Should I Read Or Not? Updated

Tom Ricks of reviews Peter Bergen's latest book that assesses the war between the US and Al-Qaeda in the Sunday NYT book review.  I ponder whether I should read it because I am not sure how much is new in it.  After all, Bergen spends much time on castigating the US:
Bergen is evenhanded but ferocious in reviewing the failures of the Bush administration, noting that in the wake of the worst security failure in American history, no one was fired, no one resigned and no one took responsibility.

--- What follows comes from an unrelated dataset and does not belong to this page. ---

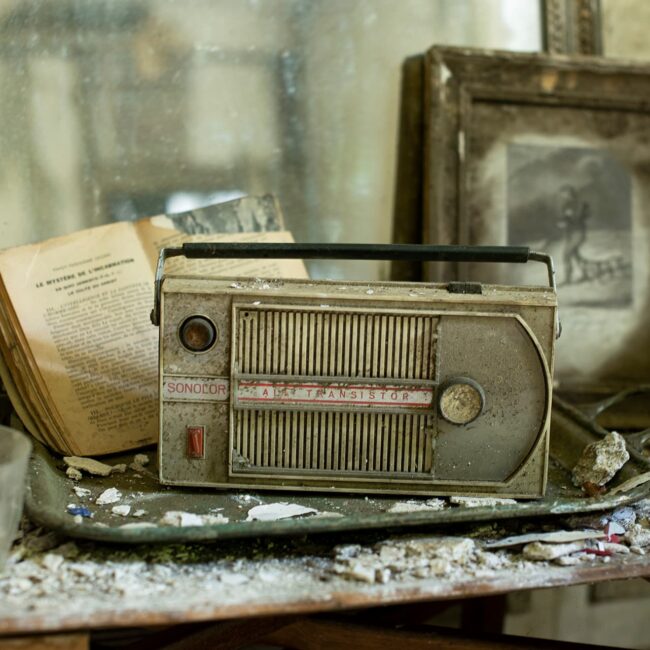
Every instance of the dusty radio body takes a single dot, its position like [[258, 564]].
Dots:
[[361, 387]]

It’s widely understood that the White House ceded the moral high ground by embracing torture and secret prisons, but Bergen highlights how flatly unprofessional these actions were: seasoned interrogators were shunted aside in favor of eager amateurs who thought the facts could be physically wrung from detainees.
Colin Powell comes off as a chump who should have resigned in November 2001, when he learned about the administration’s new policy on detainees from a news broadcast on television, and long before he delivered one of the most misleading speeches in American history, his rallying cry for war at the United Nations. Dick Cheney appears less a brooding presence and more a red-faced buffoon, which may well be how history comes to regard him. I was surprised, however, at how badly Condoleezza Rice appears in this historical record. Bergen makes it clear that she was at best misleading about the actions of the administration.
 I am not surprised by the condemnation of Rice, as her job was to coordinate American foreign policy and provide the President with informed assessments of the options, which she clearly did not do.  Given that Ricks wrote a book called Fiasco about the Iraq war, I would think that he would expect criticism of the person who was supposed to be coordinating the decision-making of that Fiasco.

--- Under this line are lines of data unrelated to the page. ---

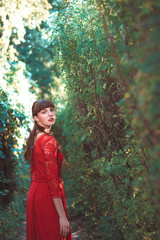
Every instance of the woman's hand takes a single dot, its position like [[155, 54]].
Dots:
[[64, 226]]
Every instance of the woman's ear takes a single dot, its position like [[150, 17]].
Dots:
[[36, 118]]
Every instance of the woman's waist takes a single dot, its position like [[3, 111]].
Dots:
[[44, 179]]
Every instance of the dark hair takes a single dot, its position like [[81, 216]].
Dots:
[[36, 108]]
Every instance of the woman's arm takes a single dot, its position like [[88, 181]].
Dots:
[[63, 221]]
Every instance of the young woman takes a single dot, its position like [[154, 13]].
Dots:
[[46, 211]]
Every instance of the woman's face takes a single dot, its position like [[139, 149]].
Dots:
[[46, 117]]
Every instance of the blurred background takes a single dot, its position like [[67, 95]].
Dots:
[[98, 61]]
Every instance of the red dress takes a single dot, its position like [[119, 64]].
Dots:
[[46, 183]]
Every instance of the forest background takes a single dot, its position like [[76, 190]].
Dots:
[[99, 62]]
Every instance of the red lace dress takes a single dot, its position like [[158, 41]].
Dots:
[[46, 184]]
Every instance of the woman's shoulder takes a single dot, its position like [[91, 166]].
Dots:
[[45, 138]]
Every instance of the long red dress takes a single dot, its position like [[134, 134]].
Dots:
[[46, 183]]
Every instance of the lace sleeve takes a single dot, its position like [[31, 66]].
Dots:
[[50, 155]]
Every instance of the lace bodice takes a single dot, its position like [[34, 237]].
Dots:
[[45, 167]]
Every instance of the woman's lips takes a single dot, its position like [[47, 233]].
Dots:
[[51, 120]]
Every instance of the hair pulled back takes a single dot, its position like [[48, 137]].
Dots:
[[37, 106]]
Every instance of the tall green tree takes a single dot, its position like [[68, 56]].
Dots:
[[109, 60]]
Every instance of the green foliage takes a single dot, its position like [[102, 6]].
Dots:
[[109, 59], [10, 122]]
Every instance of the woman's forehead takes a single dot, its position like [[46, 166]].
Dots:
[[47, 108]]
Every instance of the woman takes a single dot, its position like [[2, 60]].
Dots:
[[46, 210]]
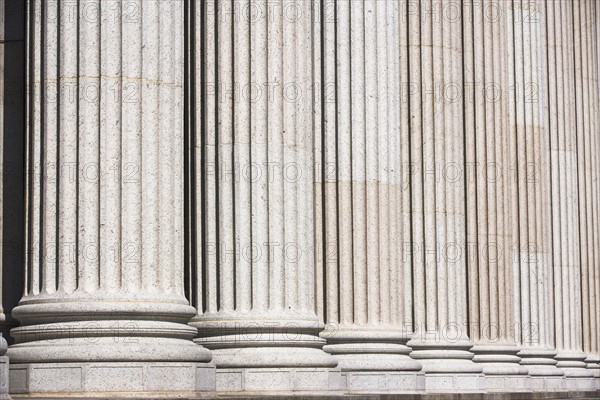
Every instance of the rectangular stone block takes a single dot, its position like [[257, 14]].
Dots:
[[309, 379], [19, 379], [67, 378], [156, 375], [448, 383], [229, 381], [500, 383], [273, 379]]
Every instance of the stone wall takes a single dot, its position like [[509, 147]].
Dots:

So, on this side of things, the book may only provide more details about that which we already know.  Given that Bergen is one of the experts on Al-Qaeda, that would be the part of the book that would provide the most new information.  The US side would provide details that will undoubtedly just reinforce my anger at the Bush Administration.  After all, this is how Ricks concludes his review:
“The Longest War” is one of the most important accounts on the subject to appear in years. But be warned: You will read it and weep.
UPDATED: I had an email conversation with Tom Ricks this morning, and his surprise was not so much that Condi Rice did stuff that should be criticized, just that she is rarely called out.

1 comment:

Ellen Saideman said...

Peter Bergen is on the Daily Show tonight to discuss the book.